Monday, 15th September 2014
In General Japan News,
Narita trials bird strike measures
Bird strikes are a serious problem at large international airports, with flocks of creatures flying into engines and causing damage every day, which is expensive to repair. However, Narita Airport in Tokyo believes it may have a potential answer.
The measure set to be enforced involves working with a local falconer, who will twice a day launch hawks into the air around the runways. Hawks are highly territorial and have been known to kill other birds in areas they perceive to be their territory.
Last year, 113 bird strikes were reported at Narita Airport, up on 62 the previous year. The dramatic increase was put down to the extension of Runway B, and prompted officials to take action.
Staff were trained to fire blanks at birds five times a day in areas where the winged creatures were prominent, but this had little effect.
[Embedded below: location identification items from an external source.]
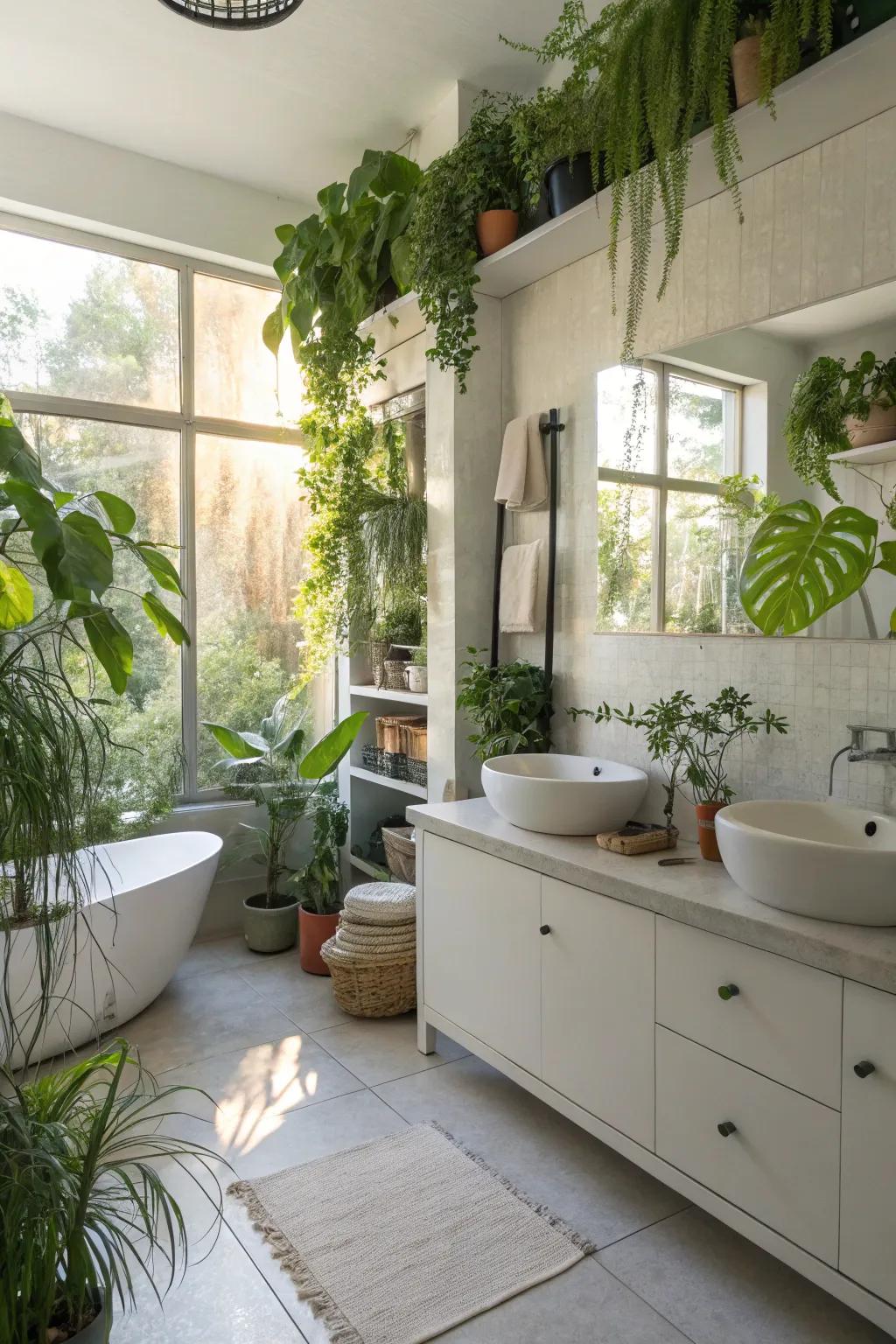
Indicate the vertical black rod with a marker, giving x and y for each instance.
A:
(496, 593)
(552, 428)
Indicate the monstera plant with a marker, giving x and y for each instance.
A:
(802, 564)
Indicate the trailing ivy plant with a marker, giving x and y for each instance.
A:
(479, 173)
(664, 70)
(336, 269)
(823, 398)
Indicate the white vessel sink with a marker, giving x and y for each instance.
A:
(564, 794)
(818, 859)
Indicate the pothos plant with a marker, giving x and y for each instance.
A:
(480, 172)
(509, 704)
(336, 269)
(662, 73)
(690, 742)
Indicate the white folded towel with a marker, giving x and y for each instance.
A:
(522, 481)
(519, 588)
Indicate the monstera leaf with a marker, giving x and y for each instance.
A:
(801, 564)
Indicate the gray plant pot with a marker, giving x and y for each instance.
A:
(270, 930)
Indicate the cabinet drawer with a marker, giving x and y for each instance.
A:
(868, 1195)
(785, 1019)
(780, 1163)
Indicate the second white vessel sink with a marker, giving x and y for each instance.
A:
(564, 794)
(820, 859)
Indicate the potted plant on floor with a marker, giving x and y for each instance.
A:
(836, 408)
(509, 704)
(269, 770)
(472, 193)
(83, 1201)
(690, 744)
(318, 883)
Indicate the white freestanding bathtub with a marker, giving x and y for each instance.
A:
(141, 905)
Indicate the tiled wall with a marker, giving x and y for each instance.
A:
(816, 226)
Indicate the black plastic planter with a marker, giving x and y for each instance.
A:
(569, 183)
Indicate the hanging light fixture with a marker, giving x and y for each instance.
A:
(234, 14)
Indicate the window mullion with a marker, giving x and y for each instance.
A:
(190, 710)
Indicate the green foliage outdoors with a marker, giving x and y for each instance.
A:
(690, 742)
(508, 704)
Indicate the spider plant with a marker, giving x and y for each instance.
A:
(85, 1210)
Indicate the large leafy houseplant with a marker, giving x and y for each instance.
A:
(509, 704)
(828, 402)
(336, 268)
(85, 1208)
(479, 173)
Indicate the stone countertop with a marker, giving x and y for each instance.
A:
(699, 894)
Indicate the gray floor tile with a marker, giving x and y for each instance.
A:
(719, 1288)
(598, 1193)
(381, 1050)
(202, 1016)
(584, 1306)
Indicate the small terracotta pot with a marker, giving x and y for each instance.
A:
(496, 228)
(313, 932)
(880, 426)
(745, 65)
(707, 830)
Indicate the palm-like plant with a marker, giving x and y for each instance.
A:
(83, 1208)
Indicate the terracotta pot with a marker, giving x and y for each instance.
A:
(707, 830)
(745, 65)
(313, 932)
(880, 426)
(496, 228)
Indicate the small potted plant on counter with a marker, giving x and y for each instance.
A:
(835, 408)
(269, 770)
(318, 883)
(508, 704)
(690, 745)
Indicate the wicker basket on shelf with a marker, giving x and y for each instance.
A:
(401, 852)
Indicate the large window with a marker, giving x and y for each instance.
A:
(667, 437)
(145, 374)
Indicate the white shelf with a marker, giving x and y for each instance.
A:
(875, 453)
(371, 692)
(416, 790)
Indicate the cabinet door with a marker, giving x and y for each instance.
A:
(481, 948)
(598, 995)
(868, 1167)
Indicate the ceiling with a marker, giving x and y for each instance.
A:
(285, 109)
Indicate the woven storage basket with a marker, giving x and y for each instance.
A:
(371, 990)
(401, 852)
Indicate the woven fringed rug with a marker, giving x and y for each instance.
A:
(399, 1239)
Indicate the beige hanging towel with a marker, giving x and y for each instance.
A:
(522, 481)
(519, 588)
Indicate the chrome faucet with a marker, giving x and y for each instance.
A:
(858, 752)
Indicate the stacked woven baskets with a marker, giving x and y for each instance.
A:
(373, 955)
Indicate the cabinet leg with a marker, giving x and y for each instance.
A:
(424, 1035)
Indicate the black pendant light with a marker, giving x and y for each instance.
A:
(234, 14)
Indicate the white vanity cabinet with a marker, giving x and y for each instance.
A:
(868, 1164)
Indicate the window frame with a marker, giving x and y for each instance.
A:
(186, 423)
(662, 483)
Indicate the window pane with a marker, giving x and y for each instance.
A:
(627, 418)
(80, 323)
(625, 556)
(143, 466)
(693, 564)
(700, 428)
(248, 529)
(236, 376)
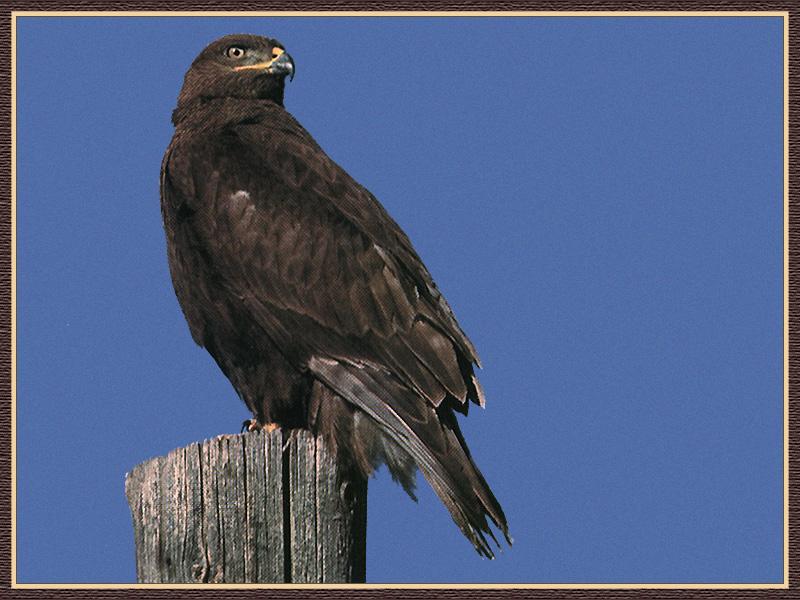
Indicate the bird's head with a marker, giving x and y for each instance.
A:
(238, 66)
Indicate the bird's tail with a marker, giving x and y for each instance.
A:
(417, 433)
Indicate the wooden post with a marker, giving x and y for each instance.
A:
(252, 508)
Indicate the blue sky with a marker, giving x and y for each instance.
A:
(600, 199)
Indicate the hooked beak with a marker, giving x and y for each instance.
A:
(281, 64)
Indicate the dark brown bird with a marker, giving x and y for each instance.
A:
(308, 295)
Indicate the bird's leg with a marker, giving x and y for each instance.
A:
(254, 425)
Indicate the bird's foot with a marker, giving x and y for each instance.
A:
(254, 425)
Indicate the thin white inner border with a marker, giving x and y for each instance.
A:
(366, 14)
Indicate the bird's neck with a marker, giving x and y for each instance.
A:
(223, 111)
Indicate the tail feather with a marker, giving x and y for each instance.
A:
(429, 435)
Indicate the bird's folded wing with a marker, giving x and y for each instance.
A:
(303, 245)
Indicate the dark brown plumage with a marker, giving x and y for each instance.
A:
(305, 291)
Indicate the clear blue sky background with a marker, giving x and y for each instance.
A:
(600, 199)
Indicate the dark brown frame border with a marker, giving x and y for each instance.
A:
(393, 5)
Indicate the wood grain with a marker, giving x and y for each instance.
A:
(252, 508)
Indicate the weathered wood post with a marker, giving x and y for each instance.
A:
(252, 508)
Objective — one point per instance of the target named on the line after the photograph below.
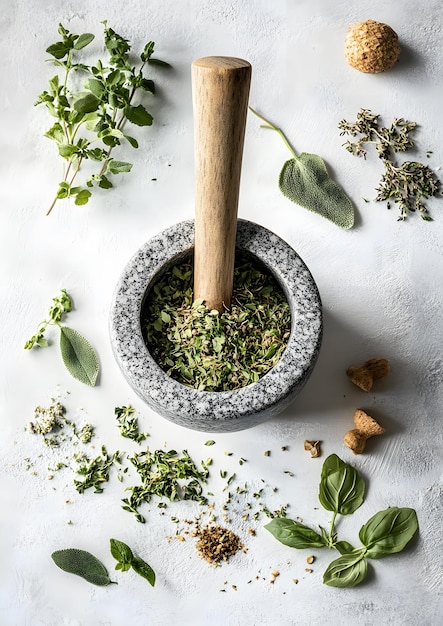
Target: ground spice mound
(371, 47)
(216, 544)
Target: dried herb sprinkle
(213, 351)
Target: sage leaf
(121, 552)
(388, 531)
(342, 490)
(304, 179)
(347, 571)
(78, 356)
(82, 564)
(143, 569)
(293, 534)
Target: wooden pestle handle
(220, 87)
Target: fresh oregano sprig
(304, 179)
(90, 119)
(408, 184)
(77, 353)
(126, 560)
(342, 491)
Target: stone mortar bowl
(223, 411)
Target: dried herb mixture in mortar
(213, 351)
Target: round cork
(371, 47)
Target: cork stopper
(371, 47)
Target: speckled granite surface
(228, 410)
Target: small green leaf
(82, 564)
(86, 103)
(341, 490)
(293, 534)
(347, 571)
(83, 41)
(117, 167)
(305, 181)
(388, 531)
(138, 115)
(121, 552)
(143, 569)
(82, 197)
(78, 356)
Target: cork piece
(371, 47)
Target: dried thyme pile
(214, 351)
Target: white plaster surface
(381, 286)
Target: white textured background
(381, 286)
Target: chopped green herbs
(95, 471)
(167, 475)
(128, 423)
(214, 351)
(406, 185)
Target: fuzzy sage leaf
(293, 534)
(78, 356)
(82, 564)
(304, 179)
(388, 532)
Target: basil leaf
(121, 552)
(78, 356)
(293, 534)
(144, 570)
(388, 531)
(342, 490)
(82, 563)
(305, 181)
(138, 115)
(347, 571)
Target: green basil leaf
(388, 531)
(342, 490)
(143, 569)
(305, 181)
(347, 571)
(293, 534)
(78, 356)
(121, 552)
(138, 115)
(86, 103)
(82, 564)
(344, 547)
(83, 41)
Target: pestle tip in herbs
(304, 179)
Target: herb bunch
(89, 122)
(342, 491)
(408, 184)
(213, 351)
(77, 353)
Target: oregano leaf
(305, 181)
(143, 569)
(78, 356)
(82, 563)
(138, 115)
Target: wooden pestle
(220, 87)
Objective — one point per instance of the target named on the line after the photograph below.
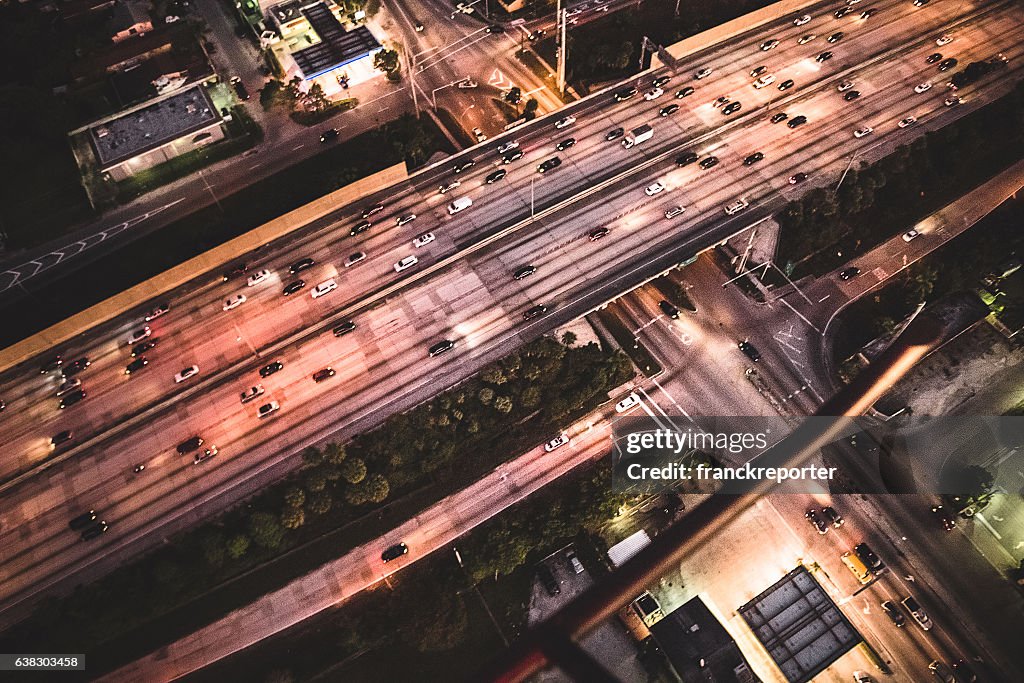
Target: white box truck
(637, 135)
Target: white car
(423, 240)
(326, 287)
(629, 402)
(407, 262)
(185, 374)
(556, 442)
(138, 335)
(267, 409)
(257, 278)
(235, 301)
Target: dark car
(625, 93)
(549, 164)
(686, 158)
(270, 369)
(60, 437)
(394, 552)
(82, 520)
(344, 328)
(292, 288)
(324, 374)
(524, 271)
(534, 311)
(441, 347)
(72, 398)
(893, 612)
(94, 530)
(75, 367)
(669, 309)
(301, 264)
(749, 348)
(136, 365)
(139, 349)
(371, 210)
(189, 444)
(867, 556)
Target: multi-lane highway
(382, 366)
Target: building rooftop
(153, 126)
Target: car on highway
(233, 302)
(623, 94)
(423, 240)
(157, 311)
(557, 442)
(394, 552)
(344, 328)
(136, 365)
(750, 350)
(251, 393)
(893, 612)
(440, 347)
(549, 164)
(257, 278)
(293, 287)
(267, 409)
(324, 288)
(816, 521)
(534, 311)
(185, 374)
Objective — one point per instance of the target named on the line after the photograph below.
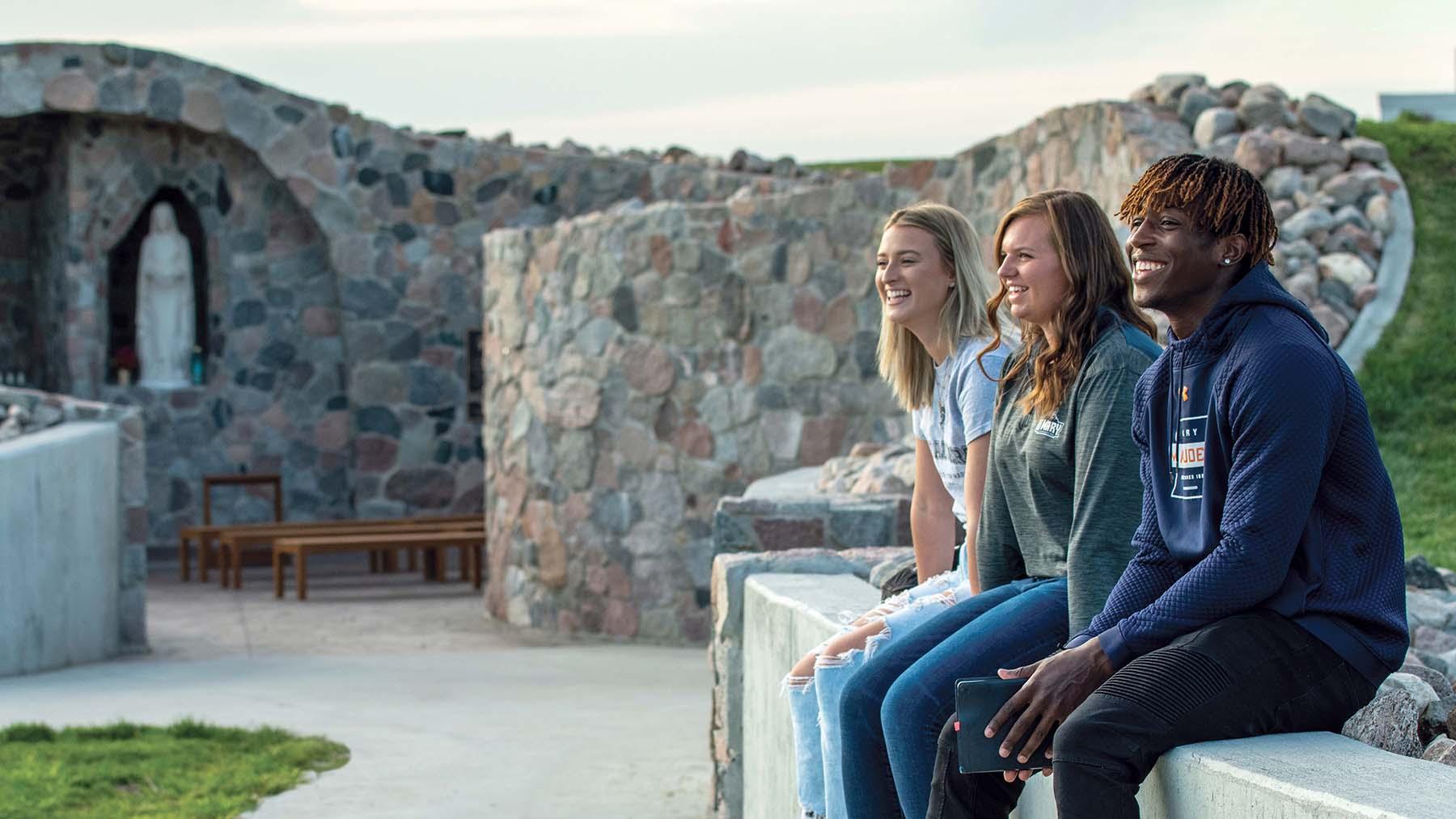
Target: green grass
(1410, 377)
(188, 768)
(866, 165)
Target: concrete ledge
(1390, 278)
(1302, 775)
(58, 544)
(731, 572)
(784, 617)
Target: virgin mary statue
(165, 310)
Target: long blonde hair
(904, 362)
(1097, 272)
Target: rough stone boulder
(1390, 722)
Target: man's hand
(1057, 686)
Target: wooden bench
(300, 547)
(235, 540)
(205, 536)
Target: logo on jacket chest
(1186, 457)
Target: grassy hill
(1410, 377)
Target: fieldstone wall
(276, 395)
(1331, 191)
(131, 486)
(1099, 147)
(31, 188)
(344, 269)
(641, 365)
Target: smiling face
(1031, 272)
(1177, 268)
(913, 280)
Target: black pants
(1245, 675)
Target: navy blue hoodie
(1263, 488)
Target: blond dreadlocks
(1219, 196)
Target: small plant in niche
(124, 362)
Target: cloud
(924, 116)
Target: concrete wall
(785, 615)
(58, 593)
(125, 500)
(1436, 107)
(1303, 775)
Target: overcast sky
(820, 80)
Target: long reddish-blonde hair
(1097, 277)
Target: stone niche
(123, 264)
(276, 395)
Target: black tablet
(977, 700)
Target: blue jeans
(891, 710)
(815, 700)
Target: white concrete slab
(444, 715)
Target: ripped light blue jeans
(815, 702)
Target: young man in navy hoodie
(1267, 589)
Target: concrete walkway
(444, 713)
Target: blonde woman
(932, 289)
(1062, 500)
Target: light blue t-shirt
(960, 412)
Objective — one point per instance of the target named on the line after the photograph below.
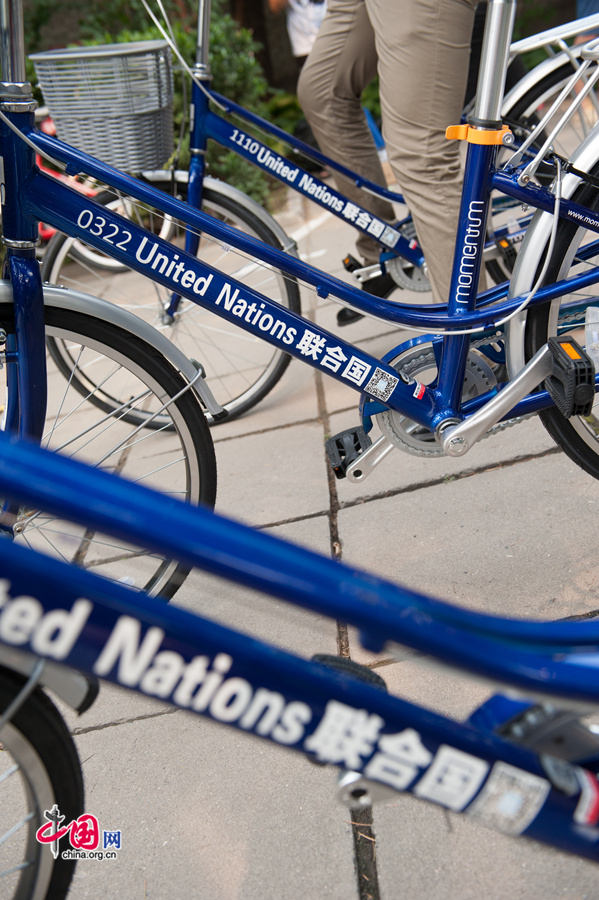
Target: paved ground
(207, 814)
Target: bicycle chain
(420, 441)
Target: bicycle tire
(35, 740)
(240, 369)
(578, 436)
(175, 458)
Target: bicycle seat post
(202, 65)
(12, 42)
(493, 63)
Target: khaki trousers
(420, 49)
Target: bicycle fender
(76, 690)
(65, 298)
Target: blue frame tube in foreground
(79, 619)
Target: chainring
(408, 435)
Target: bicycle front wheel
(575, 251)
(240, 368)
(508, 221)
(39, 768)
(97, 412)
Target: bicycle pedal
(571, 384)
(345, 447)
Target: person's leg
(423, 48)
(340, 65)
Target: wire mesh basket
(113, 101)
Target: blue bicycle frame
(48, 200)
(106, 629)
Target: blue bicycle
(539, 756)
(239, 369)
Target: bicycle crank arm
(456, 440)
(361, 467)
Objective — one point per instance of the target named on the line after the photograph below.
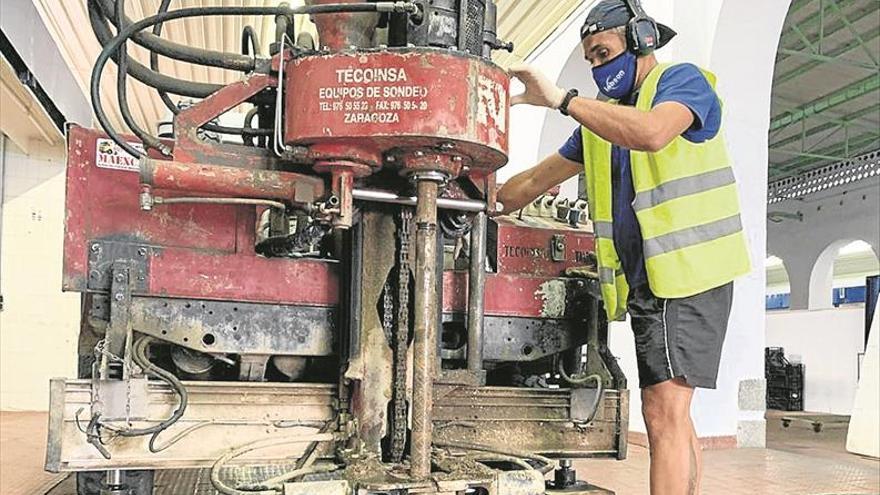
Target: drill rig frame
(332, 290)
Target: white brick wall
(39, 323)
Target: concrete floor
(797, 461)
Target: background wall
(711, 35)
(39, 323)
(830, 220)
(828, 343)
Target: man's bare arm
(524, 187)
(624, 126)
(631, 128)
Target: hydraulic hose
(140, 72)
(547, 465)
(140, 358)
(169, 103)
(250, 42)
(124, 34)
(184, 53)
(122, 93)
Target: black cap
(610, 14)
So airport officials came up with the idea of patrolling a falconer around the runway during the morning and evening hours, when bird strikes are most common.
If the one-week trial is successful, Narita will look into employing falconers full time in an effort to reduce the incidents, which have the potential to cause tragedy.
In January 2009, a US Airways jet taking off from New York's LaGuardia Airport was forced to abandon its flight plan and land in the Hudson River, after a flock of birds knocked out its engines. Fortunately, nobody was hurt in the incident.
Officials say that they will continue to examine measures to decrease the number of bird strikes, whether or not the falconer is successful. However, for now, the one-week trial is their best hope.
Summer months are considered the peak season for bird strikes.